Converting .onnx File into TensorRT Engine

To convert the .onnx file, you can reuse the spec file from the tao model deformable_detr export command.

gen_trt_engine

The gen_trt_engine parameter defines TensorRT engine generation.

gen_trt_engine:
  onnx_file: /path/to/onnx_file
  trt_engine: /path/to/trt_engine
  input_channel: 3
  input_width: 960
  input_height: 544
  tensorrt:
    data_type: int8
    workspace_size: 1024
    min_batch_size: 1
    opt_batch_size: 10
    max_batch_size: 10
    calibration:
      cal_image_dir:
        - /path/to/cal/images
      cal_cache_file: /path/to/cal.bin
      cal_batch_size: 10
      cal_batches: 1000

Parameter Datatype Default Description Supported Values
onnx_file string The precision to be used for the TensorRT engine
trt_engine string The maximum workspace size for the TensorRT engine
input_channel unsigned int 3 The input channel size. Only a value of 3 is supported. 3
input_width unsigned int 960 The input width >0
input_height unsigned int 544 The input height >0
batch_size unsigned int -1 The batch size of the ONNX model >=-1

tensorrt

The tensorrt parameter defines the TensorRT engine generation.

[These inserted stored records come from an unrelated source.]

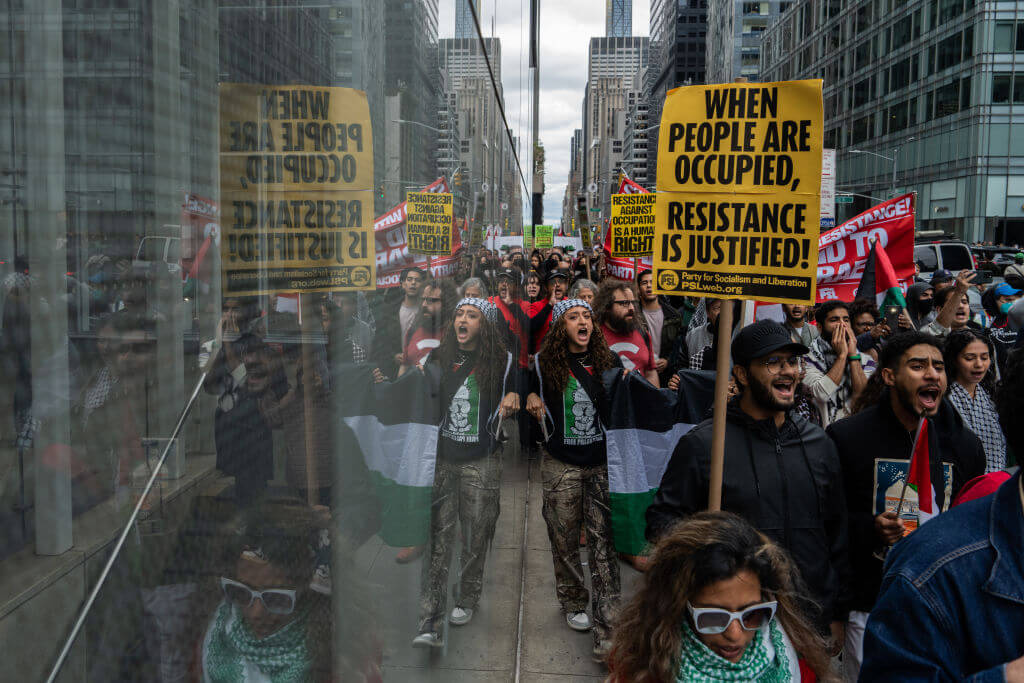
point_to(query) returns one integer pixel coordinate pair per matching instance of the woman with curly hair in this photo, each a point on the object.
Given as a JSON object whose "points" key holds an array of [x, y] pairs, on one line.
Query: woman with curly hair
{"points": [[969, 356], [273, 621], [719, 602], [568, 394], [475, 395]]}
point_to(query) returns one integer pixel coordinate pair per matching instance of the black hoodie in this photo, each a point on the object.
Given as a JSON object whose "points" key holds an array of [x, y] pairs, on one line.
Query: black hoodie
{"points": [[784, 480]]}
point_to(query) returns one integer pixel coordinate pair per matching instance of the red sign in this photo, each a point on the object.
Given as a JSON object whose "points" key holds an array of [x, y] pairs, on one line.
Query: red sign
{"points": [[843, 251], [392, 249], [623, 266]]}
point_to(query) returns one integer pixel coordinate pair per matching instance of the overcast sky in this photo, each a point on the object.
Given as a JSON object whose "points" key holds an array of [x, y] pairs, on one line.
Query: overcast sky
{"points": [[566, 27]]}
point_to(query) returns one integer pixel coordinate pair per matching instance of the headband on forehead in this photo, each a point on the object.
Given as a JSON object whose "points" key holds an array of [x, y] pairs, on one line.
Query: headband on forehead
{"points": [[488, 309], [564, 305]]}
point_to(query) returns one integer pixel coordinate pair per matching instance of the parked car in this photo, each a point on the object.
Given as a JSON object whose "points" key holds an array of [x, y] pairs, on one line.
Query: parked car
{"points": [[952, 255]]}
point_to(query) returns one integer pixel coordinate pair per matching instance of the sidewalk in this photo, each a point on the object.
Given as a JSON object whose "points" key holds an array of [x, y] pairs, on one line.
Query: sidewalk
{"points": [[493, 646]]}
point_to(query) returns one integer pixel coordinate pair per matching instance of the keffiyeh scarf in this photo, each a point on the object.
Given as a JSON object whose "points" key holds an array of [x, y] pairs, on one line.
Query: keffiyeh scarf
{"points": [[768, 658], [231, 653]]}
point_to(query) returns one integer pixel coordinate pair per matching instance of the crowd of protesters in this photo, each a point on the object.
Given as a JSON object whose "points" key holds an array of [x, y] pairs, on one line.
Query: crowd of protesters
{"points": [[813, 570]]}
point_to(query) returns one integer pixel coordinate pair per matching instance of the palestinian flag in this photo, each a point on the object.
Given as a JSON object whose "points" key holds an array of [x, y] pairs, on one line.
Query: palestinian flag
{"points": [[879, 284], [920, 475], [395, 425], [645, 426]]}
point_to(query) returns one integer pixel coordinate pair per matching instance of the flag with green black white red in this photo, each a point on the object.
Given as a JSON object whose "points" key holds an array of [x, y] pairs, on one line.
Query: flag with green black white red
{"points": [[395, 425], [645, 424], [879, 283]]}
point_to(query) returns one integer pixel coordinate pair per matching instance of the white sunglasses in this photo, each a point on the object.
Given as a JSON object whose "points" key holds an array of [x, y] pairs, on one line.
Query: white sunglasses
{"points": [[712, 621]]}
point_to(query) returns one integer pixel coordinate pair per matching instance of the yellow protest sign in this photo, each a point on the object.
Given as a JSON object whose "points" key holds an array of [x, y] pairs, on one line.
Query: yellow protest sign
{"points": [[544, 237], [632, 224], [738, 191], [428, 222], [296, 175]]}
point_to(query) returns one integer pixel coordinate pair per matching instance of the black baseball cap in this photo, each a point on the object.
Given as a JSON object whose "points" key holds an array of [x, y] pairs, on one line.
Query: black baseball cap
{"points": [[762, 338], [555, 273], [509, 273]]}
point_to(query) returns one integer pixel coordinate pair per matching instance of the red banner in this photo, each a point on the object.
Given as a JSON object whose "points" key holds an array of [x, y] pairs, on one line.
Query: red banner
{"points": [[843, 251], [392, 250]]}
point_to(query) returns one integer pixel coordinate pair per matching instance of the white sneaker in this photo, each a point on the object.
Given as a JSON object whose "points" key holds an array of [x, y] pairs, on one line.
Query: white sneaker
{"points": [[460, 615], [578, 621], [428, 640]]}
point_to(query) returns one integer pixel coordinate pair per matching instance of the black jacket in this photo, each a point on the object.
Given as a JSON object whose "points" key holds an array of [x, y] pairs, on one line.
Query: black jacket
{"points": [[876, 434], [785, 481]]}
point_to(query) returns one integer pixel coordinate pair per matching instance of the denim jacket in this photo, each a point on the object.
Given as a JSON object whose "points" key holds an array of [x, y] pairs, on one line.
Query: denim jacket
{"points": [[951, 606]]}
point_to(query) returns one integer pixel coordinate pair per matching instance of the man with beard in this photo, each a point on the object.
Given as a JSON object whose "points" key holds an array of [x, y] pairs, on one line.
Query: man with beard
{"points": [[796, 322], [615, 307], [666, 328], [837, 373], [875, 447], [780, 472], [395, 319], [438, 296]]}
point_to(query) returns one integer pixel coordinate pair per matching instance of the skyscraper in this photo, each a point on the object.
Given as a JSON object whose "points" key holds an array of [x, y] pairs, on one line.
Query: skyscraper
{"points": [[619, 18], [464, 27]]}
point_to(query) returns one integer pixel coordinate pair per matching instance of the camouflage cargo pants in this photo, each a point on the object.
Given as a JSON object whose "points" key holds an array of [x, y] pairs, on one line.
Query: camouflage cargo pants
{"points": [[467, 494], [574, 497]]}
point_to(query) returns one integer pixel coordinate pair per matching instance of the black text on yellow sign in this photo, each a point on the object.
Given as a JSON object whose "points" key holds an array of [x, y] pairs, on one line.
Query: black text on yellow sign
{"points": [[738, 180], [633, 224], [428, 222], [296, 174]]}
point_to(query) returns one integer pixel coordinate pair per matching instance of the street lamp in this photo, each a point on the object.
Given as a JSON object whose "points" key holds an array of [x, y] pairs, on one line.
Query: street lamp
{"points": [[417, 123], [892, 188]]}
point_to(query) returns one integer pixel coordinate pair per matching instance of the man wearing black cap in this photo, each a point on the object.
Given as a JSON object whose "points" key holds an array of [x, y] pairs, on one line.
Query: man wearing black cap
{"points": [[556, 285], [781, 473]]}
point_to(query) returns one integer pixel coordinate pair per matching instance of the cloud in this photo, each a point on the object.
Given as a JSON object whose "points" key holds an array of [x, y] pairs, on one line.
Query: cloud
{"points": [[566, 27]]}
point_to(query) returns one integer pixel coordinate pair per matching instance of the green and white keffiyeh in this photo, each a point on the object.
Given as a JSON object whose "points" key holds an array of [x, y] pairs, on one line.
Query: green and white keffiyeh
{"points": [[768, 658], [231, 653]]}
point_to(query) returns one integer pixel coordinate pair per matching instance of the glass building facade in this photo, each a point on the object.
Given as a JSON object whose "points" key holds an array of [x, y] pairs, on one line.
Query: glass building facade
{"points": [[929, 88], [204, 233]]}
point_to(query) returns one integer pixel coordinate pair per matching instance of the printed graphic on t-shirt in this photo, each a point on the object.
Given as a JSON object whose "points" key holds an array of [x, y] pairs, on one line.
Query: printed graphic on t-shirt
{"points": [[462, 423], [580, 416]]}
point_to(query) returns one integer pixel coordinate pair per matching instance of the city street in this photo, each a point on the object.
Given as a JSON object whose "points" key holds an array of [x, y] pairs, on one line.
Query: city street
{"points": [[496, 645]]}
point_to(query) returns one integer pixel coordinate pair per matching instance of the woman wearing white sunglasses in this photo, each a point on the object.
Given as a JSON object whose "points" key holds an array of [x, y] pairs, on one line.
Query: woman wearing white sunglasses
{"points": [[719, 602]]}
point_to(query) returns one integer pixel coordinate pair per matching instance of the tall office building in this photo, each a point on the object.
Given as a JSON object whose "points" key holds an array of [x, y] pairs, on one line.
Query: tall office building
{"points": [[464, 26], [611, 89], [678, 37], [471, 100], [413, 91], [930, 90], [734, 29], [617, 18]]}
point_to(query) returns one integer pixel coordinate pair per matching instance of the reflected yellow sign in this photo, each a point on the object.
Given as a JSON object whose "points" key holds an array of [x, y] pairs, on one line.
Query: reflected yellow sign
{"points": [[738, 191], [428, 222], [296, 177]]}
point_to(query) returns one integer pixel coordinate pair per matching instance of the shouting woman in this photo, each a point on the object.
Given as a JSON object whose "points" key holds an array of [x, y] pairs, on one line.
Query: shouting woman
{"points": [[573, 466], [475, 369]]}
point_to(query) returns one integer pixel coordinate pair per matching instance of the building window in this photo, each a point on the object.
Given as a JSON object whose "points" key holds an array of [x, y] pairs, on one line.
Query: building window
{"points": [[1000, 89], [949, 51]]}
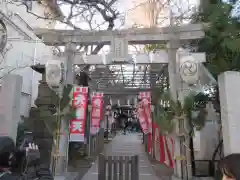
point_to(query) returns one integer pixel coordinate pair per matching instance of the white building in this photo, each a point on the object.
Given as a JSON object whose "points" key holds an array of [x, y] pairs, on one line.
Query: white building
{"points": [[23, 48]]}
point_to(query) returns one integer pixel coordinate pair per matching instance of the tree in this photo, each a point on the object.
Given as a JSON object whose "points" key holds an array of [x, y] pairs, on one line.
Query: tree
{"points": [[222, 40], [82, 14]]}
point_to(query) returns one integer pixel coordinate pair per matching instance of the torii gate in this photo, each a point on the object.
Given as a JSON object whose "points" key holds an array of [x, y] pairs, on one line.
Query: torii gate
{"points": [[119, 41]]}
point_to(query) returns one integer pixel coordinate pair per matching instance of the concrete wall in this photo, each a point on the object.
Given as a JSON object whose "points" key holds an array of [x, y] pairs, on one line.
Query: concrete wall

Parameter Datatype Default Description Supported Values
data_type string fp32 The precision to be used for the TensorRT engine fp32/fp16/int8
workspace_size unsigned int 1024 The maximum workspace size for the TensorRT engine >1024
min_batch_size unsigned int 1 The minimum batch size used for the optimization profile shape >0
opt_batch_size unsigned int 1 The optimal batch size used for the optimization profile shape >0
max_batch_size unsigned int 1 The maximum batch size used for the optimization profile shape >0

calibration

The calibration parameter defines the TensorRT engine generation with PTQ INT8 calibration.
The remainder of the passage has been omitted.